The parcels contain goods - phones, electronics, clothing - bought with stolen payment details. By forwarding them, usually overseas, you break the trail between the criminal and the merchandise. You are the visible local address that takes the risk while the organisers stay hidden.
Why it works and who is targeted
The offer targets people looking for flexible, work-from-home income: students, carers, the recently unemployed, and newcomers to a country. It is dressed in professional language with contracts, dashboards, and an onboarding process that make it feel like a real company.
It works because nothing seems to leave your bank account - you are receiving and sending, not paying - so the risk is hidden. The cost lands later, when the promised salary never comes and when banks, couriers, or police trace the stolen goods back to your name and address.
Red flags in detail
Any job whose core task is receiving parcels and reshipping them, especially to addresses abroad, should be treated as a reshipping scam. Watch for prepaid labels sent to you, instructions to remove or replace existing labels and invoices, and pressure to forward items quickly.

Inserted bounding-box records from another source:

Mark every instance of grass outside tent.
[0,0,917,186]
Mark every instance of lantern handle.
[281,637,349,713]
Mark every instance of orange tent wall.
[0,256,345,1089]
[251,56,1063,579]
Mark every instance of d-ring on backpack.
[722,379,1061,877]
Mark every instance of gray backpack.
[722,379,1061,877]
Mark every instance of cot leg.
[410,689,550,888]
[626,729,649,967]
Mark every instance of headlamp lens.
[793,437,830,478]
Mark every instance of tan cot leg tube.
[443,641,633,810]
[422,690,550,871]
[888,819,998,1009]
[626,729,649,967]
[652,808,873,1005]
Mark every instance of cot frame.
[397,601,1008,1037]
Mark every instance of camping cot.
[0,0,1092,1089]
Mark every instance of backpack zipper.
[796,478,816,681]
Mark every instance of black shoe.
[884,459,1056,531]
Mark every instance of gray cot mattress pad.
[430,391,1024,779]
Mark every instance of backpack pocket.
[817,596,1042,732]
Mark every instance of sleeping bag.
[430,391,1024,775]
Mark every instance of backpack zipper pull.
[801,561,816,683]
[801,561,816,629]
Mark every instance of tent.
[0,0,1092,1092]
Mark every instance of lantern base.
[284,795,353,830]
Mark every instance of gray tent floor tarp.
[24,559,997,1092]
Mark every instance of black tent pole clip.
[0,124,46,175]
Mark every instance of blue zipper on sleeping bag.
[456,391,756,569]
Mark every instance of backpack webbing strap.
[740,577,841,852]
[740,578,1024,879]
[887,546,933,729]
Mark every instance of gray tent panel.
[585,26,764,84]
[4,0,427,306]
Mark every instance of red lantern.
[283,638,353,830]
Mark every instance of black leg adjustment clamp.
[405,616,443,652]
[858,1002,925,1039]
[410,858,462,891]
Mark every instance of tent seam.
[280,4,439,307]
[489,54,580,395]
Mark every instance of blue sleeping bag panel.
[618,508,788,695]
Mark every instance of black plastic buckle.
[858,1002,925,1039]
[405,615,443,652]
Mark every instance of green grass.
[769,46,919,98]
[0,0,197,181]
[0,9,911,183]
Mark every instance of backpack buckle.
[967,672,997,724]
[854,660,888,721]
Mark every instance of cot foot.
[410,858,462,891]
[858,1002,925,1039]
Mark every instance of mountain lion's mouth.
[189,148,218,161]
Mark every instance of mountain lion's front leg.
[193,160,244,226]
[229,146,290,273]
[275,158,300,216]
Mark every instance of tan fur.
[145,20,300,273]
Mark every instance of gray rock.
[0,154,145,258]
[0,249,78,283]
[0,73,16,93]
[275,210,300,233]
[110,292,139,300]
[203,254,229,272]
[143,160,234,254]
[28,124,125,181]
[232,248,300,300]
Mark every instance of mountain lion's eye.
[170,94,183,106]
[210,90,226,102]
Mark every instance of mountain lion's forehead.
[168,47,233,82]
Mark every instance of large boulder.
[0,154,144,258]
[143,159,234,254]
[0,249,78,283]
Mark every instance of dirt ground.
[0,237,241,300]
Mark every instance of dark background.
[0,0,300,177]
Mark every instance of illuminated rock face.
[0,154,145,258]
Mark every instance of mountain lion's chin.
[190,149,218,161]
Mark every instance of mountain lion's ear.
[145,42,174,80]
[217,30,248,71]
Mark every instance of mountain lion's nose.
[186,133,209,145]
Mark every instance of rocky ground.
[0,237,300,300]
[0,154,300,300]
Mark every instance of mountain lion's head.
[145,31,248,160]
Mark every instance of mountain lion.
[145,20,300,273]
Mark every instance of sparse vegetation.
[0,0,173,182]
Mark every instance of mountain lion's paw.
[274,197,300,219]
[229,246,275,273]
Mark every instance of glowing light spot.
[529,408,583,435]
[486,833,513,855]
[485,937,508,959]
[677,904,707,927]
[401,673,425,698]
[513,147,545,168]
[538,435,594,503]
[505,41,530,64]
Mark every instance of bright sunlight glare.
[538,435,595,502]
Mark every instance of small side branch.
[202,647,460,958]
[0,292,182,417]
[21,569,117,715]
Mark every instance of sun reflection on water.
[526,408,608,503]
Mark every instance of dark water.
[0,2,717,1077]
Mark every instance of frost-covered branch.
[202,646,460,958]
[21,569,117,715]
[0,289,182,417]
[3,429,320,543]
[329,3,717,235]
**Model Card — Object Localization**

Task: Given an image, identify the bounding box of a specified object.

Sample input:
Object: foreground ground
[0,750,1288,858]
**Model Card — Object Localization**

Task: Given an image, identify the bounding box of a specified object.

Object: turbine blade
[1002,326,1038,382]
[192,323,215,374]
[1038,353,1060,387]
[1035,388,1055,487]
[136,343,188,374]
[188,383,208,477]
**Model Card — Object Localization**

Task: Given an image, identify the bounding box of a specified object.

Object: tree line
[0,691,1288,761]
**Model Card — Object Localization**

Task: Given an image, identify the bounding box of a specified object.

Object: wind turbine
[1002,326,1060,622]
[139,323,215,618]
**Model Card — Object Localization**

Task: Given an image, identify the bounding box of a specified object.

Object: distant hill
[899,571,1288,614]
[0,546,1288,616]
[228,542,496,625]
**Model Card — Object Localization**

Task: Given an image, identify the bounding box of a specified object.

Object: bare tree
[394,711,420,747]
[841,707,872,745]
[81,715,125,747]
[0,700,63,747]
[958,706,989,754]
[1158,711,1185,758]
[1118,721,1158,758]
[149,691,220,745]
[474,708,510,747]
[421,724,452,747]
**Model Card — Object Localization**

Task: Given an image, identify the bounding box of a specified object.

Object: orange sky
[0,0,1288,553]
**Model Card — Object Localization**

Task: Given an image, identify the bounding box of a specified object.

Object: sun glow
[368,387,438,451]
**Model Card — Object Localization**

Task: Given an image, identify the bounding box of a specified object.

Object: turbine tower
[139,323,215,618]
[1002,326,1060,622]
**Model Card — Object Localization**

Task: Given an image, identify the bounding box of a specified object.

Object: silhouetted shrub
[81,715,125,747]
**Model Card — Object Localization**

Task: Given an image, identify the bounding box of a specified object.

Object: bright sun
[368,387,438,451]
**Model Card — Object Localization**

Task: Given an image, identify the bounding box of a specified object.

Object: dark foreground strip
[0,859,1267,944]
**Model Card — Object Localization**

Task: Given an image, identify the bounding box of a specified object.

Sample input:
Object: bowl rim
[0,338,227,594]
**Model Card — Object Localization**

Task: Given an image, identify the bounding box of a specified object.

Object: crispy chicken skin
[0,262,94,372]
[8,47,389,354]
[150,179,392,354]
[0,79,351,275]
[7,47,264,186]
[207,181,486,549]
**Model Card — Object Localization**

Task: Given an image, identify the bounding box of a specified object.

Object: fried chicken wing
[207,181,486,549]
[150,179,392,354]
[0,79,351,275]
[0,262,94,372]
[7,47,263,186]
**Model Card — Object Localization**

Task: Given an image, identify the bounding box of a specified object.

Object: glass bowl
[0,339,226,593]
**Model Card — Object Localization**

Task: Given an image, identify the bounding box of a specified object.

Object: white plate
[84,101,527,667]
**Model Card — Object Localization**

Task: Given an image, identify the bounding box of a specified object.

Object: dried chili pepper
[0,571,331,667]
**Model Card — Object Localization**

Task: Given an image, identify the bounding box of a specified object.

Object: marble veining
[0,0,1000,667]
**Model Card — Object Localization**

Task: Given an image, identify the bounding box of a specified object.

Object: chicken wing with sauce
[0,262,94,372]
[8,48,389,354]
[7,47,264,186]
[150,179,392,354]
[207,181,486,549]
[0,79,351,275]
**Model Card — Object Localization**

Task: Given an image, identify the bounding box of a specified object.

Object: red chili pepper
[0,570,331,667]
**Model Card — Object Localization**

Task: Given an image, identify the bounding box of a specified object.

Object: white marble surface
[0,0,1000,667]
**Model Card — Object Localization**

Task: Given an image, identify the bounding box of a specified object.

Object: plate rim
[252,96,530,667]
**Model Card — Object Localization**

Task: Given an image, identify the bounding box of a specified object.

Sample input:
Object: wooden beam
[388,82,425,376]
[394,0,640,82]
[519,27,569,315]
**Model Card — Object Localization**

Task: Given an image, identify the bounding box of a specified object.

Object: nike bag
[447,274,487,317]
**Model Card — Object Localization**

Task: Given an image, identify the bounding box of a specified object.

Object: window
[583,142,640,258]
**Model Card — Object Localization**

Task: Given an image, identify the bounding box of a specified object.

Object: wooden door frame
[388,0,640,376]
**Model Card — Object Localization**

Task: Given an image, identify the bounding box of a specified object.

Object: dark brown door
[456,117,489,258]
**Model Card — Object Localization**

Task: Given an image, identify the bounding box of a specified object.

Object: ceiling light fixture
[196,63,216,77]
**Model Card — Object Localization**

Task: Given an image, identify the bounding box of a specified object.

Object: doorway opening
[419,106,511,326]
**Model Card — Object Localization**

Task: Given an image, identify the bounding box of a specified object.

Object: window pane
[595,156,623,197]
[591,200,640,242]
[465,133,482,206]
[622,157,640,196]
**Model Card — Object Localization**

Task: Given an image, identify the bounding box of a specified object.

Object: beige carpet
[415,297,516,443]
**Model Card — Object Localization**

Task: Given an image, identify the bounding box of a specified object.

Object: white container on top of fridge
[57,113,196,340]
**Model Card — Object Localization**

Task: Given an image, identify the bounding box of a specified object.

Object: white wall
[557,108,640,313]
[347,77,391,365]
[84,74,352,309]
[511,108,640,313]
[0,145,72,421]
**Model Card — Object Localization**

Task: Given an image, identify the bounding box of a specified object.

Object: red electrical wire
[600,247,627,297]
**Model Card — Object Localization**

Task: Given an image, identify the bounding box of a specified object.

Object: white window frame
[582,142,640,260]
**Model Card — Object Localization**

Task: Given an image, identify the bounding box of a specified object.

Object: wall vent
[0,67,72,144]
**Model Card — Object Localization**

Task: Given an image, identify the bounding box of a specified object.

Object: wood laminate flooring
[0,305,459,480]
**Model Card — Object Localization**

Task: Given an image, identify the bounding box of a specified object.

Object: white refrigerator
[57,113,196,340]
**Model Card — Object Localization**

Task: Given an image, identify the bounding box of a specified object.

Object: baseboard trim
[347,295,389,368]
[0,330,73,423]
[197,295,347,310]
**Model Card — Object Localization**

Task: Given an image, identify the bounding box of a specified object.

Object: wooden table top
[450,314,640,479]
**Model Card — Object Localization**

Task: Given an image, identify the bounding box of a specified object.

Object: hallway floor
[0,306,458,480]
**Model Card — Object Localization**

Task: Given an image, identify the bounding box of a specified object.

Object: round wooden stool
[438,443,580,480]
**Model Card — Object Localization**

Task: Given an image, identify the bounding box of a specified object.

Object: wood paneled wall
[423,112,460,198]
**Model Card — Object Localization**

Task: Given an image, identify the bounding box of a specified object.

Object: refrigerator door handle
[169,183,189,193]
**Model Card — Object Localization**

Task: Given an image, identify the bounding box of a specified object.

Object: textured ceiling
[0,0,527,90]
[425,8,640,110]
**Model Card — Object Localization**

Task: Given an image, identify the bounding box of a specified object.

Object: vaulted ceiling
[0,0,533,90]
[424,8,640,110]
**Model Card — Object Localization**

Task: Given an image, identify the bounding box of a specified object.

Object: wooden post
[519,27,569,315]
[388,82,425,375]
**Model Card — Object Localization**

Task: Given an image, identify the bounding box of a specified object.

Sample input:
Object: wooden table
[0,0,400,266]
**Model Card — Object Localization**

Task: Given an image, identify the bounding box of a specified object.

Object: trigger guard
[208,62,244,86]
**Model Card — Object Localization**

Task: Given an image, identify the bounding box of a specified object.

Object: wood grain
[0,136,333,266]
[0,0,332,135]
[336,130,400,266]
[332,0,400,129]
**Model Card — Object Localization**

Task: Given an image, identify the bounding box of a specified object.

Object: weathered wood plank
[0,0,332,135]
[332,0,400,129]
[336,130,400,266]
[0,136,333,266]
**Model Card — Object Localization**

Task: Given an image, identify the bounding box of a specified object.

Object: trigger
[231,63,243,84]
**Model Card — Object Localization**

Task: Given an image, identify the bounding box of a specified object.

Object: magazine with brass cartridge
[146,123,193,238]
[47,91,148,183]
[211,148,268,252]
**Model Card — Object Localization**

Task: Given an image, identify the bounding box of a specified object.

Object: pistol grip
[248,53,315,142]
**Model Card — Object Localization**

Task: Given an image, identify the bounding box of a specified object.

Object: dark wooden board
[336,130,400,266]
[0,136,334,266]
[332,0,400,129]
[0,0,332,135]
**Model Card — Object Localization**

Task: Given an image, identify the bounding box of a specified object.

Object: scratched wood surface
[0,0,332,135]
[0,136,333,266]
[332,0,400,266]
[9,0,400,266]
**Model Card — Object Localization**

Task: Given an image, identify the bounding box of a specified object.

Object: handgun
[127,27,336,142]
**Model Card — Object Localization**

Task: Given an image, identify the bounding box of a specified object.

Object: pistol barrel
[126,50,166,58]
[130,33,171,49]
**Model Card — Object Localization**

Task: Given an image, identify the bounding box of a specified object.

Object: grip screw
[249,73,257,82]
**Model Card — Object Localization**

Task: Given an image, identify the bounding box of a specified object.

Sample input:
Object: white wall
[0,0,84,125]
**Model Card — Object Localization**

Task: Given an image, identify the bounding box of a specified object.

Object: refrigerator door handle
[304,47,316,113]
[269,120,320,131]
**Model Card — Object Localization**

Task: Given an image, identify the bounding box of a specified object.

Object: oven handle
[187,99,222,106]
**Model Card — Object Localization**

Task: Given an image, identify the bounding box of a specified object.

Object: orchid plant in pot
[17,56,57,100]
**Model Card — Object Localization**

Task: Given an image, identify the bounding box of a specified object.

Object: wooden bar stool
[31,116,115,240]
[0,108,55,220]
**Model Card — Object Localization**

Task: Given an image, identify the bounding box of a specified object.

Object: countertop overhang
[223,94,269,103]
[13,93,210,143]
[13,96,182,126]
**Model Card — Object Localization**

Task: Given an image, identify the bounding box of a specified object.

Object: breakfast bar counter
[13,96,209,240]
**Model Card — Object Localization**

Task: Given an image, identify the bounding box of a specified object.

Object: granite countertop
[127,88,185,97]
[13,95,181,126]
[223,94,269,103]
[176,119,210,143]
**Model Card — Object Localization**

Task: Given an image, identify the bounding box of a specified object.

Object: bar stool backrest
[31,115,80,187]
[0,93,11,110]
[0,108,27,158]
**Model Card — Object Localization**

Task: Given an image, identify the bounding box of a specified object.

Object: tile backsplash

Payment held back until after a trial period, a salary that depends on processing a quota of packages, and a company you cannot verify with a real registration or address are all strong signs. Legitimate logistics employers do not run operations out of your home letterbox.
What to do and how to stay safe
Do not take any job built around receiving and forwarding parcels, and do not reship packages for an employer you cannot fully verify. Check the company name against an official business register and search for the role wording, which often appears word for word in scam warnings.
If you have already started, stop reshipping immediately and do not send on any parcel you still hold. Keep all packages, labels, and messages, and report it to the police and to the courier - cooperating early protects you if the stolen goods are traced.